Долли и Анна, фильм 2012
Так вот, в 2012 году, снимая Киру Найтли в роли Анны Карениной, только лишь дотошливый Джо Райт (единственный из всех режиссёров) показал на киноэкране «необъятную» фигуру Долли (Келли Макдональд), явно пребывающей на завершающей стадии беременности.

Во всех остальных мировых экранизациях мать семейства, княгиня Дарья Облонская, вследствие отсутствия должной акцентации со стороны автора романа (т.е. первоисточника), предстаёт почему-то изящной «тростинкой», туго затянутой в корсет.

Правда, ещё в далёком 1935 году, Кларенс Браун, занявший в заглавной роли шведку Грету Гарбо, хотя и не исправил недоработки первоисточника в отношении фигуры Долли Облонской, но тем не менее всё же удосужился вложить в уста голливудской кинозвезды «отсебятинную» сценарную фразу о привезённых для детей брата подарках (не существующих в авторском тексте).
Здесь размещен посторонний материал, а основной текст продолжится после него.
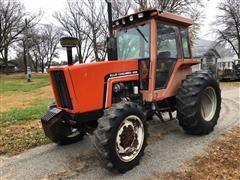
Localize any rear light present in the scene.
[51,71,73,109]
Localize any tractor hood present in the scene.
[49,60,138,114]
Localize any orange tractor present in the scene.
[42,3,221,172]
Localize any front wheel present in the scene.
[95,102,147,173]
[176,71,221,135]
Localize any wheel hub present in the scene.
[120,125,134,149]
[201,87,217,121]
[115,115,144,162]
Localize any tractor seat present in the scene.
[158,51,171,59]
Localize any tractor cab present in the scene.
[109,9,198,101]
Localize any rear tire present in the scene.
[176,71,221,135]
[94,102,148,173]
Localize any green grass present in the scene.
[0,99,52,127]
[0,74,50,94]
[0,74,52,155]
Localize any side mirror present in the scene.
[60,37,79,65]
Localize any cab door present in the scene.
[155,23,180,90]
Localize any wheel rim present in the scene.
[201,87,217,121]
[115,115,144,162]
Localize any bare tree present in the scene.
[42,24,62,68]
[0,0,39,73]
[216,0,240,59]
[53,1,92,63]
[112,0,133,19]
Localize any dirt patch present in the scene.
[0,86,53,112]
[0,120,49,156]
[148,128,179,144]
[145,126,240,180]
[220,82,240,90]
[47,153,100,180]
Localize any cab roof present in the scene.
[113,9,193,27]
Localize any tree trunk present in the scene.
[77,42,83,64]
[92,28,99,61]
[3,47,9,75]
[23,42,27,74]
[41,60,44,73]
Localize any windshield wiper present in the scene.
[136,27,148,43]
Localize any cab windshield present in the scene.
[117,24,150,60]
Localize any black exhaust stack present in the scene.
[106,0,117,61]
[60,37,78,65]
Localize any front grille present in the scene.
[51,71,73,109]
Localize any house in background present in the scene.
[0,59,18,73]
[192,39,234,73]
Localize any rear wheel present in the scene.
[94,102,147,173]
[176,71,221,135]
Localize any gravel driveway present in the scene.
[0,87,240,180]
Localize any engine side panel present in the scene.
[49,60,138,114]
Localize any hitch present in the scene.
[41,108,64,142]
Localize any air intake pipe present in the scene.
[60,37,79,65]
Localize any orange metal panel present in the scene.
[153,60,199,101]
[49,60,138,113]
[105,75,139,108]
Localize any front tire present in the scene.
[94,102,148,173]
[176,71,221,135]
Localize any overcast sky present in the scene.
[21,0,221,61]
[21,0,222,39]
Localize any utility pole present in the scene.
[24,19,32,82]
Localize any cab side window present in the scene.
[181,29,190,58]
[155,23,179,89]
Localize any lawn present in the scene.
[0,74,53,155]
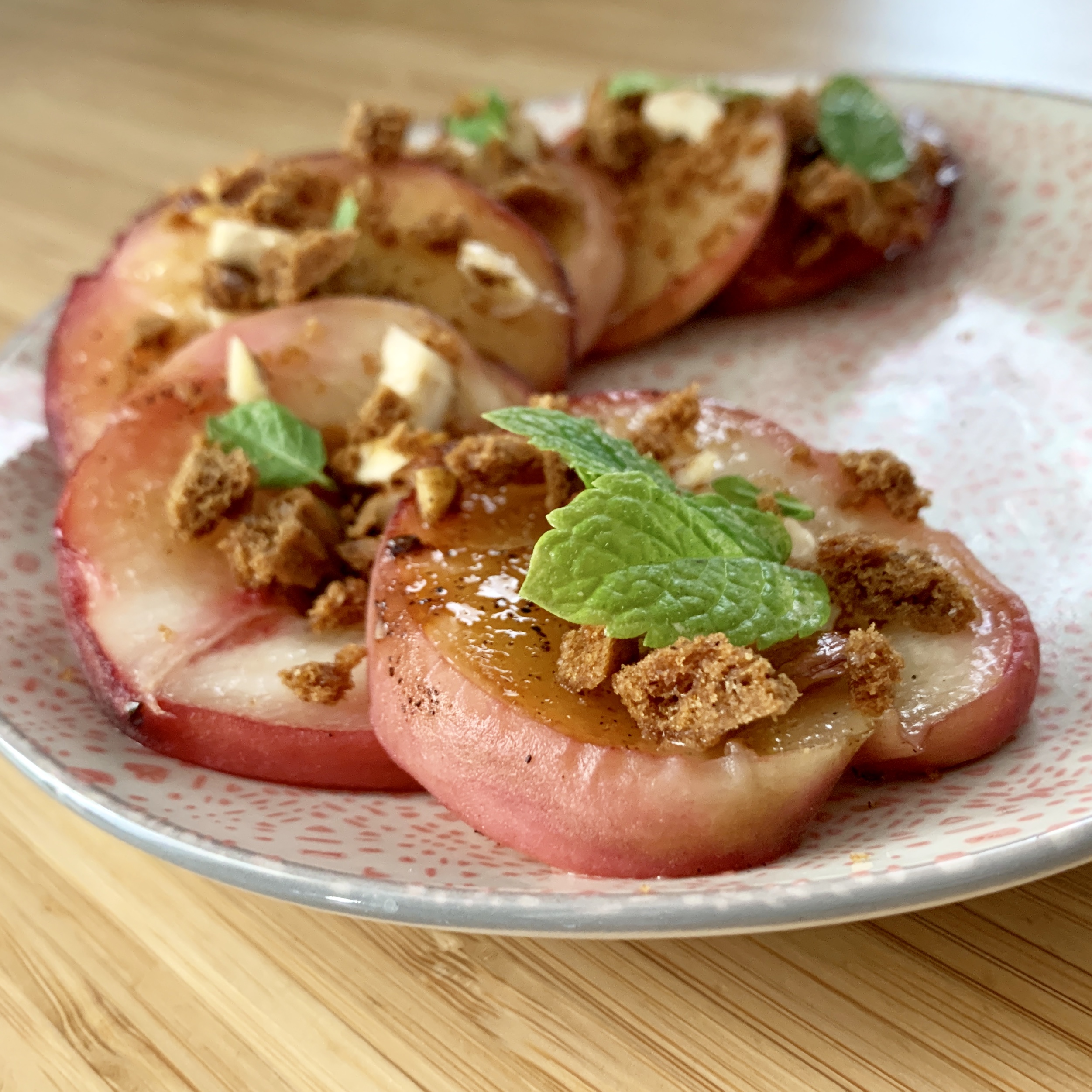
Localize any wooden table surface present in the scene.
[0,0,1092,1092]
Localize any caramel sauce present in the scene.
[387,485,867,758]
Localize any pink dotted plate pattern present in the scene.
[0,81,1092,936]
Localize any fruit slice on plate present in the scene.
[573,83,785,354]
[368,393,1037,877]
[417,91,626,357]
[714,76,960,315]
[57,297,525,788]
[46,153,573,470]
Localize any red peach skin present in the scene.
[368,392,1037,877]
[56,297,526,790]
[46,153,572,470]
[594,111,785,356]
[369,594,858,877]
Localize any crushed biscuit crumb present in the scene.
[614,633,799,751]
[337,535,379,577]
[407,209,470,254]
[630,383,701,462]
[352,383,413,443]
[577,80,659,175]
[342,102,412,163]
[242,163,341,230]
[838,448,929,522]
[414,466,459,526]
[278,644,368,705]
[218,488,342,589]
[307,577,368,633]
[554,626,637,694]
[167,433,258,539]
[258,229,359,307]
[345,488,409,538]
[201,261,261,311]
[845,622,904,716]
[816,532,979,633]
[443,433,542,489]
[527,394,570,413]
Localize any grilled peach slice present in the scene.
[56,297,526,788]
[595,100,785,355]
[46,153,574,470]
[368,393,1037,877]
[711,111,960,315]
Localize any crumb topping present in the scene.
[845,622,904,716]
[218,488,342,589]
[307,577,368,633]
[167,433,258,539]
[631,383,701,462]
[258,228,358,307]
[527,394,569,413]
[578,80,659,175]
[350,383,413,443]
[443,433,542,489]
[409,209,470,254]
[342,103,412,163]
[201,261,261,311]
[816,532,979,633]
[838,448,929,522]
[241,163,341,230]
[554,626,637,694]
[614,633,799,751]
[278,644,368,705]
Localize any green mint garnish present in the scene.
[446,89,508,148]
[607,72,678,98]
[818,76,910,182]
[713,474,816,520]
[520,470,830,649]
[205,398,334,489]
[330,193,361,231]
[481,406,675,491]
[485,406,830,649]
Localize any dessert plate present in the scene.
[0,81,1092,937]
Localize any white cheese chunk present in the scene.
[378,326,455,431]
[207,220,292,273]
[641,87,724,144]
[226,337,270,406]
[455,239,538,319]
[356,436,409,485]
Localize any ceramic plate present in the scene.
[0,81,1092,936]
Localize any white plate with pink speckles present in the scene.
[0,81,1092,936]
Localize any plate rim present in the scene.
[6,70,1092,939]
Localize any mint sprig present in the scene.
[446,87,508,148]
[817,76,910,182]
[485,406,830,649]
[205,398,334,489]
[330,193,361,231]
[712,474,816,520]
[481,406,675,491]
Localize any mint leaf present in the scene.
[481,406,676,492]
[446,87,508,146]
[535,557,830,649]
[330,193,361,231]
[205,398,334,489]
[520,470,830,648]
[687,492,793,563]
[712,474,816,520]
[607,71,677,98]
[818,76,910,182]
[520,470,742,618]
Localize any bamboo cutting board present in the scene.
[0,0,1092,1092]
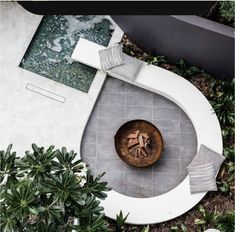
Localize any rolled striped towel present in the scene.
[188,162,217,193]
[99,44,124,71]
[187,144,225,176]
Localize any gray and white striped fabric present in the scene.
[188,162,217,194]
[187,144,225,177]
[108,54,144,82]
[99,44,124,71]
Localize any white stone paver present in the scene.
[0,2,123,158]
[72,39,223,224]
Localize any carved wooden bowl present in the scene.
[114,120,163,167]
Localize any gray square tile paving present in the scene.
[81,77,197,197]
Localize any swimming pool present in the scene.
[20,15,112,92]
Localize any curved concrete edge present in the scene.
[74,40,223,225]
[101,176,206,225]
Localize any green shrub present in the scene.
[219,1,235,26]
[0,144,109,232]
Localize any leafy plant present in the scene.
[211,97,235,125]
[0,144,109,232]
[194,205,217,230]
[171,224,188,232]
[219,1,235,26]
[141,225,149,232]
[195,206,235,232]
[116,211,129,232]
[215,212,235,232]
[147,55,167,66]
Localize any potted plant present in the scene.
[0,144,109,232]
[112,1,235,78]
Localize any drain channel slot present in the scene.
[26,83,66,103]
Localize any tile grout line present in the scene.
[179,109,182,177]
[151,93,154,196]
[93,97,99,175]
[121,83,126,194]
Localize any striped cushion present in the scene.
[188,162,217,193]
[108,54,144,81]
[188,145,225,176]
[99,44,124,71]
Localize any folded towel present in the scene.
[188,145,225,176]
[187,162,217,194]
[99,44,124,71]
[108,54,144,81]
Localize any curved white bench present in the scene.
[72,39,223,224]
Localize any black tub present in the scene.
[112,15,234,78]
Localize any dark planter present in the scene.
[112,15,234,78]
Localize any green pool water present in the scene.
[20,15,111,92]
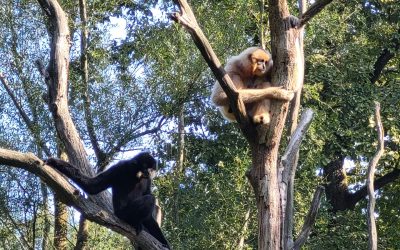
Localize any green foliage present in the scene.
[0,0,400,249]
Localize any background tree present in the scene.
[0,1,399,249]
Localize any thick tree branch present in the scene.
[38,0,112,210]
[293,186,324,250]
[79,0,106,168]
[299,0,333,27]
[366,102,384,250]
[170,0,249,124]
[0,148,165,249]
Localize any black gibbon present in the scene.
[46,153,170,248]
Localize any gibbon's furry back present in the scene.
[211,47,273,124]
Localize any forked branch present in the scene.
[299,0,333,27]
[0,148,165,250]
[170,0,249,124]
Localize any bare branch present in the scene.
[38,0,107,203]
[0,148,165,250]
[170,0,249,124]
[299,0,333,27]
[293,186,324,250]
[366,102,384,250]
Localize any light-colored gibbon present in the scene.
[211,47,293,124]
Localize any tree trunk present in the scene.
[249,143,281,249]
[40,182,51,250]
[54,194,68,250]
[74,214,89,250]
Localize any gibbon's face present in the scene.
[249,49,272,76]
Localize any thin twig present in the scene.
[367,102,384,250]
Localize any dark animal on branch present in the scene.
[46,153,170,248]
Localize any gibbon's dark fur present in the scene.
[46,153,170,248]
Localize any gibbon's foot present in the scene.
[253,113,271,125]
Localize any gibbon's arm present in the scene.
[211,77,294,106]
[238,87,294,103]
[211,75,244,106]
[46,158,118,194]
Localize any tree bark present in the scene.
[171,0,330,249]
[40,182,51,250]
[366,102,384,250]
[53,195,68,250]
[74,214,89,250]
[0,148,165,250]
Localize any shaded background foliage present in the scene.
[0,0,400,249]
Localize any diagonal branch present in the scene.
[0,72,51,157]
[299,0,333,27]
[170,0,249,125]
[0,148,165,250]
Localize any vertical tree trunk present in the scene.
[75,0,91,250]
[74,214,89,250]
[250,143,281,249]
[173,107,185,225]
[40,182,51,250]
[54,195,68,250]
[237,209,250,250]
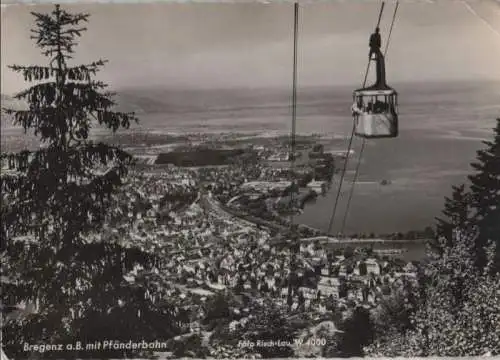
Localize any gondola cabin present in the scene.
[352,86,398,138]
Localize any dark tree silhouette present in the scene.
[469,118,500,272]
[0,5,180,358]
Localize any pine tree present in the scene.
[367,119,500,356]
[0,5,179,358]
[469,118,500,271]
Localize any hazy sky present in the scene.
[1,0,500,93]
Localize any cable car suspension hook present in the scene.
[340,1,399,234]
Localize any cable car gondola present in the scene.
[352,28,398,138]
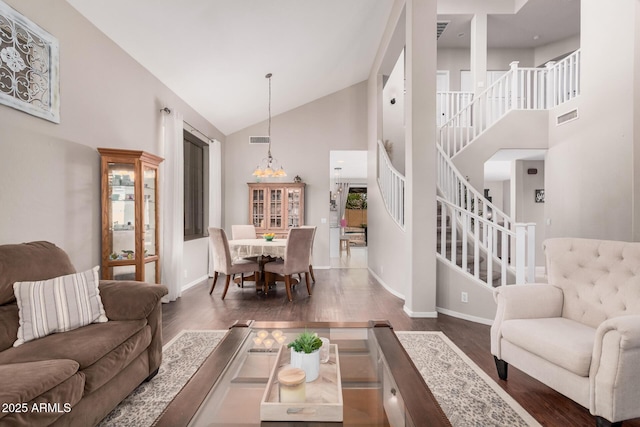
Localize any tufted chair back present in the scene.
[543,238,640,328]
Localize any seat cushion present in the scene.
[0,242,76,304]
[501,317,596,377]
[0,359,79,412]
[0,319,147,370]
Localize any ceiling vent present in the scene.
[249,136,269,144]
[436,21,451,40]
[556,108,578,125]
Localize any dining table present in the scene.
[229,238,287,260]
[229,238,298,294]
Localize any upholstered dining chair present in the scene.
[209,227,260,299]
[264,227,315,301]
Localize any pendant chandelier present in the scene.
[253,73,287,178]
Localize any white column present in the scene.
[404,0,437,317]
[471,14,487,96]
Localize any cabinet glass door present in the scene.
[142,167,157,258]
[107,163,136,260]
[251,189,265,228]
[287,188,300,228]
[269,188,283,228]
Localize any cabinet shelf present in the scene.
[248,182,305,238]
[98,148,163,283]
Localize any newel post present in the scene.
[544,61,556,109]
[509,61,520,110]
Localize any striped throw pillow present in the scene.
[13,267,108,347]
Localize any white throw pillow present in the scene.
[13,267,108,347]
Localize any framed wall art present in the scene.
[0,0,60,123]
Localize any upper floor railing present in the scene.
[438,50,580,157]
[378,141,405,230]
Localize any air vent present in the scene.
[556,108,578,125]
[436,21,451,40]
[249,136,269,144]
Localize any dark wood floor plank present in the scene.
[162,269,640,427]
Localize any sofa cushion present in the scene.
[82,326,151,394]
[501,317,596,377]
[0,359,79,417]
[0,319,147,370]
[0,361,84,427]
[0,301,18,351]
[13,267,108,347]
[0,242,76,305]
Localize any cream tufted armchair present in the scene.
[491,238,640,426]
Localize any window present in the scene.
[184,130,209,240]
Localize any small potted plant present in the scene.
[287,331,322,382]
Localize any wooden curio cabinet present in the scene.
[98,148,163,283]
[249,182,305,238]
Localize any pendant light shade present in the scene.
[253,73,287,178]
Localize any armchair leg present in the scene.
[309,264,316,284]
[304,272,311,295]
[596,417,622,427]
[493,356,509,380]
[284,274,293,301]
[209,271,218,295]
[222,274,231,299]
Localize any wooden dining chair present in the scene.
[209,227,260,299]
[264,227,315,301]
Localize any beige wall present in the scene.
[223,82,367,268]
[545,0,640,240]
[0,0,224,283]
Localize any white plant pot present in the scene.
[291,348,320,382]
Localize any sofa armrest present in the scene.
[491,283,564,358]
[589,314,640,422]
[99,280,168,320]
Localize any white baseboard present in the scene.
[402,305,438,319]
[367,267,404,301]
[181,274,209,292]
[436,307,493,326]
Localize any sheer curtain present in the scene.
[209,139,222,277]
[160,109,184,302]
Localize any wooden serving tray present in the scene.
[260,344,343,422]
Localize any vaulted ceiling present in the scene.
[67,0,579,134]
И, естественно, он не поленился отснять сцену возвращения матери к её маленькому Серёже, которому та передаёт игрушечные презенты от братьев и сестёр, привезённые из Москвы. Вот принципиальные мастера кино, синтезирующие авторскую 
быль и «небылицы» ради логической достоверности ситуации!

Поразительно!.. Так в 140-летнем незыблемом мире «Анны Карениной» незамеченной тихой вспышкой промелькнула война профессионального несогласия с авторским первоисточником отдельных режиссёров-перфекционистов, крайне дотошно экранизирующих столь монументальное произведение. Совсем маленькая, не объявленная, но весьма принципиальная война, направленная против мира литературных «ляпов» великого писателя — Льва Толстого.